Thomas glared at her. Maybe he’d never been given orders by a girl before. Or maybe he’d never been given orders by someone who couldn’t sing before. She shrugged and shifted slightly as if to stand up.

Thomas put his hand on her arm. “Alright. This is your lore. You got close without startling them. I probably couldn’t have done that. So you lead.”

They turned round and slid away from the Grey Men’s Grave.

Pearl knew the best stalkers could move so carefully and so close to the ground that a deer grazing ten feet away wouldn’t see the heather twitch.

Though she was well trained by Father, she wasn’t an expert yet, and neither she nor Thomas were wearing proper stalking gear. But they were both slim, both supple, and both deadly serious.

So they moved slow and silent as sundial shadows, and the deer didn’t notice them. But Pearl noticed growing frustration in Thomas’s face every time she glanced back at him.

Pearl could move like this for hours, but Thomas was already tiring. He was having to drag his gun and that huge twisted branch along with him. Pearl considered offering to help, but she’d be 
delighted if he left the stick or the gun or both behind, so she just kept going.

After twenty minutes creeping through the ground cover, Pearl reached the mouth of the pass. She sat up and smiled at the deer grazing calmly below.

Then Thomas emerged from the heather beside her. He wiped his hands on the lining of his jacket and ran his fingers through his hair, picking out bits of grit and heather. He raised his silver gun and aimed at the alert hind. Then he lowered the weapon and looked at Pearl.

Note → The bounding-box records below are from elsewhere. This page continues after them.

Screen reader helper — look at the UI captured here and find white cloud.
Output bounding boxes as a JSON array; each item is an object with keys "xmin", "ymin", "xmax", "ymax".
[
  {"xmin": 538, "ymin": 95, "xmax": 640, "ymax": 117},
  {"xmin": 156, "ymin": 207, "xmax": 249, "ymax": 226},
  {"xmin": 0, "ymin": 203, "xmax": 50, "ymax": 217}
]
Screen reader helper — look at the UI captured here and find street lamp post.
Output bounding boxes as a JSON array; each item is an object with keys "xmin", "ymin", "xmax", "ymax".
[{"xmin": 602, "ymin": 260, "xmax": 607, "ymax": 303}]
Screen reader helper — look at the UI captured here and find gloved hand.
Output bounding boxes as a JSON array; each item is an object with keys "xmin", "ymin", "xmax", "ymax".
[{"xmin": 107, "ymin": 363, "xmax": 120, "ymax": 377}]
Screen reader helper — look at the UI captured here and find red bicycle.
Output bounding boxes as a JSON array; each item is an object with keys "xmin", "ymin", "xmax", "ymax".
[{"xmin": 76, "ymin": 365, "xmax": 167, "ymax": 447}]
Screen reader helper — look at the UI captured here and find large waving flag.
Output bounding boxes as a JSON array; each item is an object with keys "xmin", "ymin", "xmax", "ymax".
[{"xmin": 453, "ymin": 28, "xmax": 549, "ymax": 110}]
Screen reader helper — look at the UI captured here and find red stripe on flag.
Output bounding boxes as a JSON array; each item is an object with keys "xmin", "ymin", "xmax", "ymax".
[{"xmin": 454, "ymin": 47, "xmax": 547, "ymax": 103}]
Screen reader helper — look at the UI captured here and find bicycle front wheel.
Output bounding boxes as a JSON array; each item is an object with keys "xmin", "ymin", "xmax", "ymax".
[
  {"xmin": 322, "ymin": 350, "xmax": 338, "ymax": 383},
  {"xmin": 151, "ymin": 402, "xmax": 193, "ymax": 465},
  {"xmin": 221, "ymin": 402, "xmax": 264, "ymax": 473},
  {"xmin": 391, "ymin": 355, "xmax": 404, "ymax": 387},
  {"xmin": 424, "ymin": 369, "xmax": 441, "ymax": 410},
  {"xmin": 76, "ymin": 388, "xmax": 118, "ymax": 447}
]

“Did you enjoy that, then?” he demanded.

“I enjoy a challenge.”

“But who were you challenging? Yourself or me? This isn’t a game.”

“Are you sure it isn’t a game?” She raised her eyebrows. “Aren’t we playing for the future of the triplets?”

“If we are, you’ll win the crawling-like-a-snake competition, but I have many other talents up my sleeve.”

“Actually, you have a beetle up your sleeve.”

He jerked his arms, flicking his hands at the ground, and when nothing fell out, he scowled at her.

Pearl grinned. She was truly happy for the first time since she’d heard Father’s voice last night. Then she glanced behind her at the Grey Men’s Grave. Still in the morning shadow of the Anvil, it looked deep and dark and cold.